So the lesson on stop and search at Govan High School delivered by students from Glasgow University and Glasgow Caledonian University is the product of collaboration between two professional bodies, three universities and three law firms. The pupils benefit, the students benefit, and in due course the profession benefits. The programme shows collaboration at its best.
So what next? Simply: We want to see Street Law in many more schools in Scotland particularly in Aberdeen, Dundee and Stirling. We’d also like to engage with schools in more rural locations if we can.
Building on Street Law we hope to launch our first summer school this year which we hope will be a bridge between Street Law and the LLB. We believe that such a summer school for pupils from schools that typically do not send many people to law school could be a hugely positive force.
We’re also keen to see if there is an appetite to create a legal qualification for schools.

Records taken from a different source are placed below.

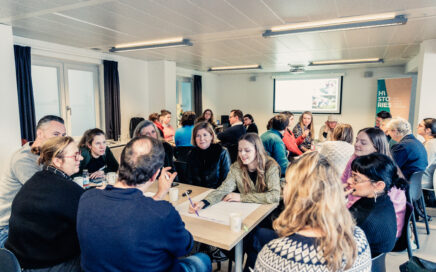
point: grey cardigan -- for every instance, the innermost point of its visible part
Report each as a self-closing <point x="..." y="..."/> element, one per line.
<point x="234" y="180"/>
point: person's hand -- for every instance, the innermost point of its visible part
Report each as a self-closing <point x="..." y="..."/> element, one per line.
<point x="164" y="183"/>
<point x="348" y="190"/>
<point x="197" y="206"/>
<point x="97" y="174"/>
<point x="233" y="197"/>
<point x="326" y="127"/>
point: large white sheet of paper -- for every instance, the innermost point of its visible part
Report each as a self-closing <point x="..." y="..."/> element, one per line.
<point x="220" y="212"/>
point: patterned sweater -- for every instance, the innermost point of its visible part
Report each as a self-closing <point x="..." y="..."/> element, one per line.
<point x="299" y="253"/>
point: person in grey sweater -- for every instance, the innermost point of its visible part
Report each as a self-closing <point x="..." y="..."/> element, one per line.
<point x="22" y="167"/>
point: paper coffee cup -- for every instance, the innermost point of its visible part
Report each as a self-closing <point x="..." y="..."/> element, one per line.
<point x="174" y="194"/>
<point x="111" y="178"/>
<point x="79" y="181"/>
<point x="235" y="222"/>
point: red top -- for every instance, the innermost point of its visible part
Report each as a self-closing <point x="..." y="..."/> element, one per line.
<point x="291" y="143"/>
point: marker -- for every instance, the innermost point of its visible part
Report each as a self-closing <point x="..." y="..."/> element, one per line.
<point x="245" y="227"/>
<point x="192" y="204"/>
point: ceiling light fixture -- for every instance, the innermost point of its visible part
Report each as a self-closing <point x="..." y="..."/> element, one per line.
<point x="365" y="21"/>
<point x="346" y="61"/>
<point x="238" y="67"/>
<point x="172" y="42"/>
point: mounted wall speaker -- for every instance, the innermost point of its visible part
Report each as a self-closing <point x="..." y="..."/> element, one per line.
<point x="368" y="74"/>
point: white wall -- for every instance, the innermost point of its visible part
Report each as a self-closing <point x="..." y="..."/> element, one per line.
<point x="9" y="115"/>
<point x="426" y="94"/>
<point x="133" y="75"/>
<point x="256" y="97"/>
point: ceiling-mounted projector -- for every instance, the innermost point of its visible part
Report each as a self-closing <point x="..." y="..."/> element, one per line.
<point x="297" y="69"/>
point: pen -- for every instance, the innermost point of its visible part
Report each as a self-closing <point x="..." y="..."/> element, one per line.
<point x="192" y="204"/>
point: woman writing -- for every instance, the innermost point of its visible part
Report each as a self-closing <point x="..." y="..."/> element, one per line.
<point x="208" y="162"/>
<point x="254" y="174"/>
<point x="372" y="177"/>
<point x="315" y="233"/>
<point x="97" y="156"/>
<point x="42" y="227"/>
<point x="370" y="140"/>
<point x="305" y="123"/>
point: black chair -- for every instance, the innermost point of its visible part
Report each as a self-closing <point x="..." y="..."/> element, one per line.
<point x="403" y="241"/>
<point x="379" y="263"/>
<point x="416" y="197"/>
<point x="8" y="261"/>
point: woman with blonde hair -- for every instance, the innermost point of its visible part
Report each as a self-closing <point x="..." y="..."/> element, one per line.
<point x="208" y="162"/>
<point x="316" y="231"/>
<point x="305" y="126"/>
<point x="42" y="227"/>
<point x="254" y="174"/>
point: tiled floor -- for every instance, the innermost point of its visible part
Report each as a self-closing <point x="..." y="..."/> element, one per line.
<point x="426" y="251"/>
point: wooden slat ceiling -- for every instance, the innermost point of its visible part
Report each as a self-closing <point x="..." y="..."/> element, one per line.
<point x="224" y="32"/>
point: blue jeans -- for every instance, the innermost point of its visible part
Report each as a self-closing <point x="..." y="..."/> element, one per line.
<point x="4" y="233"/>
<point x="198" y="262"/>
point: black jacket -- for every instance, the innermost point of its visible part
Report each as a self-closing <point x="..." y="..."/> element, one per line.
<point x="252" y="128"/>
<point x="208" y="168"/>
<point x="42" y="227"/>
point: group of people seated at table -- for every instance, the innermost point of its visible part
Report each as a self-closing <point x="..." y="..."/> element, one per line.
<point x="342" y="205"/>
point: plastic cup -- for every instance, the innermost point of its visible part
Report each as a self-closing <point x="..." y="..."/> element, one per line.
<point x="111" y="178"/>
<point x="174" y="194"/>
<point x="79" y="181"/>
<point x="235" y="222"/>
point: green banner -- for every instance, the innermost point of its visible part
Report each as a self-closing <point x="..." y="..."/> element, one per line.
<point x="382" y="97"/>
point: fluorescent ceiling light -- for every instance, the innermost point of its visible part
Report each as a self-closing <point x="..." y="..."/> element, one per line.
<point x="171" y="42"/>
<point x="365" y="21"/>
<point x="345" y="61"/>
<point x="238" y="67"/>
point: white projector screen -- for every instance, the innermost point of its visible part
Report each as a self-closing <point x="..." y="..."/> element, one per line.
<point x="318" y="95"/>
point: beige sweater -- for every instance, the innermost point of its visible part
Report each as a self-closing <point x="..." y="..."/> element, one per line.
<point x="234" y="180"/>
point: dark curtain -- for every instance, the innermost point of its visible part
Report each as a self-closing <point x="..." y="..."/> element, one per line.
<point x="198" y="103"/>
<point x="112" y="99"/>
<point x="23" y="70"/>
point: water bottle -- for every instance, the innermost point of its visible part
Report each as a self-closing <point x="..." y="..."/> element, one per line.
<point x="85" y="176"/>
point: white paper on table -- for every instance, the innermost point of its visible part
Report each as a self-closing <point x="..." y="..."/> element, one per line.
<point x="220" y="212"/>
<point x="149" y="194"/>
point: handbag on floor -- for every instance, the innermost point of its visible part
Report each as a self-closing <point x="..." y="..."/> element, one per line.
<point x="416" y="264"/>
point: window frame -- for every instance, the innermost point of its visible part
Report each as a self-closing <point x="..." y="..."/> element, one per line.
<point x="62" y="66"/>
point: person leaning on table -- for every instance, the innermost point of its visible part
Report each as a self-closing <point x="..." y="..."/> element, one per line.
<point x="120" y="229"/>
<point x="254" y="174"/>
<point x="42" y="227"/>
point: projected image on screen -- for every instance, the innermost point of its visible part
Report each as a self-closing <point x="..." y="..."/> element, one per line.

The most obvious way to do that is to create a new type of qualification called a ‘Foundation Apprenticeship’. Such an apprenticeship is a way to help young people gain valuable, real-world work experience and access work-based learning whilst they are still at school. For such a qualification to be created though we need to have destinations (other than the LLB) for school leavers and we need to be able to show wider support from the legal sector.
Street Law has grown quickly since those first lessons in 2014 in five Glasgow schools. It shows the future of the profession at its very best. Let’s build on it.